Blinatumomab-Therapie verbesserte die Symptome der systemischen Sklerose
„Wir haben unserer Patientin über Neujahr 2023/2024 das Medikament intravenös über 5 Tage niedrig dosiert gegeben“, erklärt Subklewe „dann 4 Wochen später nochmal über 5 Tage niedrig dosiert.“ Danach wurde die Behandlung in höherer Dosierung 2x wiederholt. Ergebnis bis jetzt: Ein in seinem Ausmaß überraschend durchschlagender Erfolg. Sobald die B-Zellen aus dem Blut verschwanden, verbesserten sich die Symptome der Patientin drastisch. „Sie kann gerade ein fast normales Leben führen“, erklärt Schulze-Koops. Selbst die Symptome des Raynaud-Syndroms verschwanden, unter dem Patient:innen mit systemischer Sklerose ebenfalls leiden: Bei Kälte werden Finger, Nase, Ohren blau und weiß. Durch daraus folgende Entzündungen kann es letztlich sogar zum Absterben der betroffenen Körperteile kommen.
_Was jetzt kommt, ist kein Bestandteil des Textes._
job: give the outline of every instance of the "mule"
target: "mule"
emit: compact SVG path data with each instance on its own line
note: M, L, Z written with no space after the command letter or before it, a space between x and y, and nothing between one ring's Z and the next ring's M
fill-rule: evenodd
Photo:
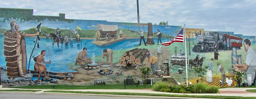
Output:
M197 55L197 54L196 54L196 58L195 59L189 59L188 61L188 63L189 65L189 72L191 72L191 71L193 72L192 70L192 66L194 66L195 68L197 67L198 64L199 62L199 54Z
M200 60L199 60L199 62L198 63L198 65L197 66L199 67L201 67L203 66L203 63L204 63L204 58L205 58L205 57L204 57L203 56L203 57L200 59Z
M61 37L61 36L60 36ZM55 43L55 42L57 42L57 45L58 46L58 47L59 47L59 42L60 42L60 43L61 43L61 46L62 46L62 45L63 44L63 42L64 41L64 38L60 37L60 39L59 39L59 37L58 37L58 36L57 36L57 35L56 35L56 34L53 33L50 34L50 37L51 38L51 39L53 38L53 42L52 42L53 46L53 44L54 44L54 43Z

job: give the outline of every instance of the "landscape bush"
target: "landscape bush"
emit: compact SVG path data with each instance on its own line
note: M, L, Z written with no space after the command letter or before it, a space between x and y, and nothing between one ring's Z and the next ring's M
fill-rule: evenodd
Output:
M195 84L172 85L168 82L159 81L156 83L152 88L155 91L180 93L217 93L219 88L209 86L204 83Z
Blinatumomab soll bei weiteren Autoimmunerkrankungen getestet werden
Und die Nebenwirkungen? „Bisher hat die Patientin die Therapie erstaunlich gut vertragen“, sagt Subklewe. Es kam nicht zum gefürchteten „Zytokinsturm“, also einer überschießenden lebensgefährlichen Immunantwort. „Natürlich aber fehlen der Frau jetzt die B-Zellen, um Infektionserkrankungen zu bekämpfen“, so Skapenko weiter, „das werden wir jetzt genau beobachten müssen.“ Sollte die Patientin wieder Symptome der systemischen Sklerose bekommen, ist eine erneute Therapie mit Blinatumomab möglich. Darüber hinaus wollen die Münchner Forschenden die neue Therapie jetzt bei weiteren Patienten mit seltenen Autoimmunerkrankungen testen.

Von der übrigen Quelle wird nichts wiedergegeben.